The survey, released at the annual Federation of Canadian Municipalities conference in Vancouver, involved in-depth interviews with mayors across the country, from small towns to the country’s largest cities, representing 25 per cent of the Canadian population. It is the largest survey of municipal leaders that Ipsos Reid has undertaken. Support for supply management was coast to coast, with Quebec and Nova Scotia municipal leaders stating the highest levels of support, with 57 per cent and 67 per cent strongly supporting supply management.
Consumer research done earlier this year by EFC shows that 40 per cent of Canadians are aware of supply management. Of those who say they understood how it works, 71 per cent said they “strongly supported” it, citing the desire to buy eggs that are both local and of high quality, and to ensure farmers receive fair prices. When Canadians not familiar with the system were told about it, support for supply management increased. “There is a growing interest in food security, food safety, and local food – and we have a great story to tell thanks to supply management,” adds Clarke. “This latest research confirms that consumers and political leaders stand firmly behind our mission of ensuring Canadians have a secure source of locally produced eggs, poultry and dairy products.”
Eighty per cent of the mayors and reeves polled said that supply management is important to ensure the survival of Canada’s family farms; 71 per cent said that opening the borders to imports would put family farms in jeopardy. If the entry of foreign products resulted in lower prices paid to farmers, 74 per cent believe there is no guarantee retailers would pass along any savings to consumers. Other highlights of the mayors and reeves poll include:
- Overall, 90 per cent of all respondents said supply management was important to their communities. Of those that said “very important,” support increased steadily going East, from 33 per cent in the West to 67 per cent in the East.
- 50 per cent said they have supply managed industries in their community, with 90 per cent saying they were important to the municipality.
- By region, 64 per cent of Ontario mayors and reeves said they had supply managed industries in their municipalities, ahead of Quebec at 59 per cent and the West at 44 per cent.

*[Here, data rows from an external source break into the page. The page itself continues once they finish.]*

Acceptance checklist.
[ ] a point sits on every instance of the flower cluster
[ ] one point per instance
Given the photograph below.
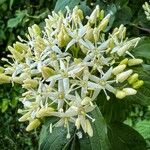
(64, 67)
(146, 8)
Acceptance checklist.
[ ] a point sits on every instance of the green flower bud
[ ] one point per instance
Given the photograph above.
(44, 112)
(30, 83)
(118, 69)
(123, 76)
(133, 62)
(129, 91)
(138, 84)
(47, 72)
(33, 125)
(20, 47)
(2, 69)
(123, 49)
(132, 79)
(16, 55)
(89, 34)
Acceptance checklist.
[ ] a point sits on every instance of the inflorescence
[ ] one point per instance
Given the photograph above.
(146, 8)
(64, 68)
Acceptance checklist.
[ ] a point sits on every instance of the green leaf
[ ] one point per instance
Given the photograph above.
(60, 5)
(99, 141)
(13, 22)
(114, 109)
(143, 127)
(57, 139)
(123, 137)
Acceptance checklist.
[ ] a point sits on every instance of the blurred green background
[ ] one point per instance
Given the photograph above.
(17, 15)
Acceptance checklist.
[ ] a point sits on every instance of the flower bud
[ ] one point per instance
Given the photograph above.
(47, 72)
(96, 34)
(104, 23)
(77, 123)
(2, 70)
(124, 61)
(4, 78)
(89, 34)
(20, 47)
(133, 62)
(44, 112)
(89, 129)
(25, 117)
(39, 44)
(36, 29)
(123, 76)
(138, 84)
(123, 49)
(132, 79)
(30, 83)
(16, 55)
(33, 125)
(118, 69)
(86, 101)
(63, 37)
(129, 91)
(94, 15)
(120, 94)
(102, 14)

- Virtually all mayors and reeves of medium-sized communities (pop. 5,000 to 50,000) with supply management industries said it was important, with 62 per cent saying very important.
About the Survey
Ipsos Reid interviewed 124 mayors (or deputy mayors) and reeves in all provinces and territories by telephone between March 27 and April 26, 2013. The results have a margin of error of +/- 8.7 percentage points 19 times out of 20.